Stock Prediction With News
Sardelich, Marcelo, and Suresh Manandhar, 2018, Multimodal deep learning for short-term stock volatility prediction, arXiv:1812.10479 [cs, q-fin, stat].
I’m always interested in seeing more people apply natural language processing to financial statements and headlines. A lot of the accounting literature where those kinds of tools are most likely to be useful uses very primitive techniques for textual analysis.
So I was delighted to read this paper by Marcelo and Manandhar on arXiv where the authors gather headlines and attempt volatility forecasting. By their measure, they do pretty well, better than $\text{GARCH}(1,1)$. I don’t know enough about GARCH to make an educated assessment on that, but their MSE and $R^2$ is pretty remarkable for financial time series.

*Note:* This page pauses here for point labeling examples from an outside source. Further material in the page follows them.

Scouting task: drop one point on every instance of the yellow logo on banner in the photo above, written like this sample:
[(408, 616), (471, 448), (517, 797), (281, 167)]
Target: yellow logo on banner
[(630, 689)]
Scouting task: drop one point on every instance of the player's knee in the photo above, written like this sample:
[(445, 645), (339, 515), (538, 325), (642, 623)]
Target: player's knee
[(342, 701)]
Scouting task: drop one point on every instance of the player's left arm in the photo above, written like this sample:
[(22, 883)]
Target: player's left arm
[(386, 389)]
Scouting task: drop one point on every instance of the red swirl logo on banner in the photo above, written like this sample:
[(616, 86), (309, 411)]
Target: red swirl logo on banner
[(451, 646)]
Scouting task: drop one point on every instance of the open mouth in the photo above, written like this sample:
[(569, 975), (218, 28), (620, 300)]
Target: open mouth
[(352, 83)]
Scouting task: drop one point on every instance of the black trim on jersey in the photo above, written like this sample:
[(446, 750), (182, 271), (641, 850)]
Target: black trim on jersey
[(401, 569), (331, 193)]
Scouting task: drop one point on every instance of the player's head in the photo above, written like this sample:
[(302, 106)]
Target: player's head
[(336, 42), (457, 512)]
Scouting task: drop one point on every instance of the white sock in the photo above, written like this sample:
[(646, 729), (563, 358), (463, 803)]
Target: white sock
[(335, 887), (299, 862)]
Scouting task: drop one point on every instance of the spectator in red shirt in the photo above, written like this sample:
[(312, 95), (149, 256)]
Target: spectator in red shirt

The authors segmented their predictions by sector, and I noticed that the $R^2$ for the energy sector is substantially higher than the other sectors (~0.4 vs. ~0.2) for both GARCH and their model. I have to wonder why this is the case. Perhaps the energy sector is simply more responsive to news? I suppose that makes sense when you think about how dramatically oil prices change in response to almost every event.
Regardless, this was an interesting paper with a surprising level of financial knowledge and a very interesting ML model (word embeddings, sentence encoders, LTSM networks, oh my) and it’s worth a read.